Unlike assessing rate increases for power or water ESCOSA would have to assess each council’s program noting there are vast differences between councils, how they are run and the programs they provide for their own communities. To treat all councils otherwise with a generic rate increase would not recognise these differences. It may be well more than some councils need but place others in financial hardship, particularly over the long term.

Equally I question the LGA claim however that our communities are consulted. This can on the surface be challenged. In the 5 years I have been present to watch our own community consultation I have seen no more than 5 people attend the public forum we provide to allow the public to contribute. On one occasion there was only one. This is hardly public consultation and difficult I would suggest to defend.

Having said that a large portion of our annual budget will have been set by decisions made by council in the months and meetings and indeed years gone by. Many of the projects being included in the current budget will have had large public consultation prior to being endorsed for implementation and prior to them being considered in a budgetary process. So arguably there has been prior consultation albeit on a project per project basis and not with consideration of how do we pay for it or which do we give priority to.

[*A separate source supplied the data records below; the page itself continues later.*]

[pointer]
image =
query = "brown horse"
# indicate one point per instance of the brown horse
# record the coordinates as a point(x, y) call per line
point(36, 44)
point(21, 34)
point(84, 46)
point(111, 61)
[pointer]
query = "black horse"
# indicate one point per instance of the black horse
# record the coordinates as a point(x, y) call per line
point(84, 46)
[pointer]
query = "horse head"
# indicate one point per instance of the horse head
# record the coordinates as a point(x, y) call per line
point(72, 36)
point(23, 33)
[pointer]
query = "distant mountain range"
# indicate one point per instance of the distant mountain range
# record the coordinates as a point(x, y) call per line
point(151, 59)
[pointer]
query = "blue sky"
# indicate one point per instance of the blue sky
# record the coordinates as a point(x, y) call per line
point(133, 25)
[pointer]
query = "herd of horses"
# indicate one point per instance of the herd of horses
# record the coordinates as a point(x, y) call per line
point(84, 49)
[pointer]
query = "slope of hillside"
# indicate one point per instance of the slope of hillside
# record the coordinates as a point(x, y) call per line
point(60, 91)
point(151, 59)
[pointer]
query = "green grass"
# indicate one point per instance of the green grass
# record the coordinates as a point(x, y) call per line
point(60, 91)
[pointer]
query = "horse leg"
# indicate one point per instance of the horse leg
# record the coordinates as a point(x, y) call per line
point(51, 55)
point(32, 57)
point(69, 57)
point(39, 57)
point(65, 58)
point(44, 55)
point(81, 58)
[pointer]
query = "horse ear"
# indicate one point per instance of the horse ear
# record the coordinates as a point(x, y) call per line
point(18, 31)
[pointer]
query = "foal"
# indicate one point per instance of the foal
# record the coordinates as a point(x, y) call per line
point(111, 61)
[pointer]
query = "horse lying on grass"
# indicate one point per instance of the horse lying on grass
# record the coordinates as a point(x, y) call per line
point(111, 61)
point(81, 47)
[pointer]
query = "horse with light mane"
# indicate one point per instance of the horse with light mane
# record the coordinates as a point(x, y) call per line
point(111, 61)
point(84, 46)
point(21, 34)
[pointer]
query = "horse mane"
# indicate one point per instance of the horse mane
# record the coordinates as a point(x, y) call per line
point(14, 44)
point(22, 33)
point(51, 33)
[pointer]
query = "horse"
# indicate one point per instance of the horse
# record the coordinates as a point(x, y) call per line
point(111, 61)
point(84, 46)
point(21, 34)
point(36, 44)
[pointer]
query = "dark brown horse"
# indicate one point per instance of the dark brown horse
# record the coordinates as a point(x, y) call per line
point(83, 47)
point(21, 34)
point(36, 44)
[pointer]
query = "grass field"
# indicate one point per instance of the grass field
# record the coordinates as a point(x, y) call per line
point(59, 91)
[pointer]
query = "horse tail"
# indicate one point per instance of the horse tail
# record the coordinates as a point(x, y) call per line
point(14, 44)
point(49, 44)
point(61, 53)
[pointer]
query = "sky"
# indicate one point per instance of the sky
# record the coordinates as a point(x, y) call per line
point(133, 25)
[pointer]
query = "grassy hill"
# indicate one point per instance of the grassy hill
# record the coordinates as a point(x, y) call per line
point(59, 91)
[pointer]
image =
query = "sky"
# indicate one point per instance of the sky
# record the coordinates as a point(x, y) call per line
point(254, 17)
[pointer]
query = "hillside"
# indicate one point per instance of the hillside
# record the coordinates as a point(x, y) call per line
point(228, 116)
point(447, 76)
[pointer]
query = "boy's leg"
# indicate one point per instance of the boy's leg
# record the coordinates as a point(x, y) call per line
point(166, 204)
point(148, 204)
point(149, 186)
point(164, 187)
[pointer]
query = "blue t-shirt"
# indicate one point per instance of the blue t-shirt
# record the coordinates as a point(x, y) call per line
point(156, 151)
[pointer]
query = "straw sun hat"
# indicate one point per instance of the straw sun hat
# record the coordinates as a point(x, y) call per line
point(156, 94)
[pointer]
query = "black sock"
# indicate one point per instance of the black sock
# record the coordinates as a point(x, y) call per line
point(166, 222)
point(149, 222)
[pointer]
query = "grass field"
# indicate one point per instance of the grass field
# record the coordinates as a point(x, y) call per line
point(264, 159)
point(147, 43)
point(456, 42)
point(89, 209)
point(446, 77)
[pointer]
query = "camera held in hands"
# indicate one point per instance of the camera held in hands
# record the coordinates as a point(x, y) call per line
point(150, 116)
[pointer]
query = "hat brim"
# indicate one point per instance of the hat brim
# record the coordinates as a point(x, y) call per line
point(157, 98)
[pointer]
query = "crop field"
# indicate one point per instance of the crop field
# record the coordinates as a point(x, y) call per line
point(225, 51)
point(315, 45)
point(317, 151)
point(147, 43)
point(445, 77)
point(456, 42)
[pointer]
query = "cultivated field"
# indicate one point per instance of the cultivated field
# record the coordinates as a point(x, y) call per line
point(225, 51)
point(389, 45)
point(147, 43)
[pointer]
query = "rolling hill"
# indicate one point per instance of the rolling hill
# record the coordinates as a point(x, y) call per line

When an annual plan is put to the public whether to one or hundreds or thousands my experience is that there is no choice, no opportunity to prioritise. This should be given some thought by the local government industry. Provide choice with evidence of how much each initiative or project affects the rates and we would then have a considered input from the public from which councillors can then make decisions rather than them have sole prerogative on the priorities.